Analysis of power for double-tail current dynamic latch comparator

Abstract

The necessity of low-power, high-speed, and area proficient data converters makes dynamic cross-coupled latch based comparator more suitable for power efficiency and to maximize speed. In this paper, an investigation on the power of dynamic comparator is presented and the analytical expressions are derived. Since the dynamic comparator is a linear periodically time-variant system, use of a classical current model of CMOS with the assumption that the transistor remains in saturation is not valid for analysis. Here, the analytical expression of power is derived using the current model of CMOS, which is valid in all operational regions of the transistor. With the help of these analytical expressions, designers can obtain an intuition about the main contributors to the power consumption and fully explore the trade-off in terms of performance parameters such as speed, power, and power delay product (PDP).
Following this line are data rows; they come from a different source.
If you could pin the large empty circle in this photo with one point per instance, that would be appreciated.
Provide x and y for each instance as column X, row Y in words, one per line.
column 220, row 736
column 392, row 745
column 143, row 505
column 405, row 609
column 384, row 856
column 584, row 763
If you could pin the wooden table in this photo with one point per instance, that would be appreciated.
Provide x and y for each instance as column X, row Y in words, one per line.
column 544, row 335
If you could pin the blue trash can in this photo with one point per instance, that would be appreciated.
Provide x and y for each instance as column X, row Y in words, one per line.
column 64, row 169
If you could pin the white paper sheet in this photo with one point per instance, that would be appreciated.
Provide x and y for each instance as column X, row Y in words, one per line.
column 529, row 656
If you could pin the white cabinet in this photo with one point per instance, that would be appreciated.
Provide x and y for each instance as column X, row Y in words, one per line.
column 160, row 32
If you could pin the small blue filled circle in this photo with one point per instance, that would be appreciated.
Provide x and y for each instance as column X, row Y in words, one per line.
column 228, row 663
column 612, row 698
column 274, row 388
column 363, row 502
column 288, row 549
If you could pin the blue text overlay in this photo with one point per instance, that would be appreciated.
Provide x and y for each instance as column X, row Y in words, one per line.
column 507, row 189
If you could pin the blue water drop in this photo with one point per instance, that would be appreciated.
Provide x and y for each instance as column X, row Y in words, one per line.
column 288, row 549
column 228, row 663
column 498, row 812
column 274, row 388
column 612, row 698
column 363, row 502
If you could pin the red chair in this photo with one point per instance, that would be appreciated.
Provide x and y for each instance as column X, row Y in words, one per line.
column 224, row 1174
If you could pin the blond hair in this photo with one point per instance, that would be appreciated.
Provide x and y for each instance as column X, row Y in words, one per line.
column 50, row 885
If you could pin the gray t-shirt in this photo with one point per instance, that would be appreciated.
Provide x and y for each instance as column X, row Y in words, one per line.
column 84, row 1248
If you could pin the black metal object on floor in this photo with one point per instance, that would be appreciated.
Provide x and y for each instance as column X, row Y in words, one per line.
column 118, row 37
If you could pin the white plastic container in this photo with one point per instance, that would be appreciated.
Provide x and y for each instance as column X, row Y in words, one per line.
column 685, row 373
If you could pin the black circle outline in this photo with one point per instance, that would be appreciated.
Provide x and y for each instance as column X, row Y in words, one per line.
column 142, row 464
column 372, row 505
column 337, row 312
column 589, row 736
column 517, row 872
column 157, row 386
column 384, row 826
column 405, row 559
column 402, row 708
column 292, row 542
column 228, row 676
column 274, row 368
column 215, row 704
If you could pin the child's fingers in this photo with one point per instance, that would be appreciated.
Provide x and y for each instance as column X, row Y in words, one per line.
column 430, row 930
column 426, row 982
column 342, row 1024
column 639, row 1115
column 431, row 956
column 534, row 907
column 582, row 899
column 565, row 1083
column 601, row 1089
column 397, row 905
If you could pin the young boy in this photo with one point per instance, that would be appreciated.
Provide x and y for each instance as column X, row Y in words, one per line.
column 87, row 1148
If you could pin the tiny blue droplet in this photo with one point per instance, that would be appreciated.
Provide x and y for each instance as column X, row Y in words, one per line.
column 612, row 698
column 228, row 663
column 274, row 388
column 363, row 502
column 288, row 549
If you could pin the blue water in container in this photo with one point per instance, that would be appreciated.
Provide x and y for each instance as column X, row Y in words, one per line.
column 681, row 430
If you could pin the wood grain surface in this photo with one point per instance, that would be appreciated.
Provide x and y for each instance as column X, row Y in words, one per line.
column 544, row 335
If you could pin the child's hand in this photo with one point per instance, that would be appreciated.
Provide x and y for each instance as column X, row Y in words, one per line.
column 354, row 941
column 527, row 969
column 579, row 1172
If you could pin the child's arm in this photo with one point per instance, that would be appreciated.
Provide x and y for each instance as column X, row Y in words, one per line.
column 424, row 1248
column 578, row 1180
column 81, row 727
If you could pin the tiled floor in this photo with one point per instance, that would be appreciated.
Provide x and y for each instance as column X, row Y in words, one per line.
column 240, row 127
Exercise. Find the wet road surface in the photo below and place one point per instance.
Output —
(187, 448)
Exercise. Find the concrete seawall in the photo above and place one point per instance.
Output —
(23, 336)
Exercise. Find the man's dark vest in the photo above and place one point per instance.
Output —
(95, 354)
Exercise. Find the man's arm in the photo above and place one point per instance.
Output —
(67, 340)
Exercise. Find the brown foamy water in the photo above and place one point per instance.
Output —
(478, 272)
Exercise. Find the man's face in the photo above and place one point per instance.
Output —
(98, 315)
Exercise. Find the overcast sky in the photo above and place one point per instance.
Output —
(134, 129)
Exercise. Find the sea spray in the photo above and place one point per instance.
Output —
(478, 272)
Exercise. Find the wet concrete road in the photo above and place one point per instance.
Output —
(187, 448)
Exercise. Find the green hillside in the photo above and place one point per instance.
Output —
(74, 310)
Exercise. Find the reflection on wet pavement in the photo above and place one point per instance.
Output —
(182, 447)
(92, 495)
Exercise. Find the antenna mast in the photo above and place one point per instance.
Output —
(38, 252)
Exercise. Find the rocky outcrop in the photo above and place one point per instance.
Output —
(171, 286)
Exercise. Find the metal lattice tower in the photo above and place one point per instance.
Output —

The circuit is designed and simulated in GPDK 90 nm CMOS technology. The circuit design is optimized for performance parameters using both, analytical expressions and parametric variation simulations. Post-layout simulations are also carried out for the design. The results confirm a significant reduction in the performance parameters. The maximum frequency can be increased up to 4.2 GHz at a supply of 1 V, at the power of 33 μW, delay of 51.76 ps, and has a layout size of 7.2 μm × 8.1 μm. The results verify the effectiveness of the presented analysis.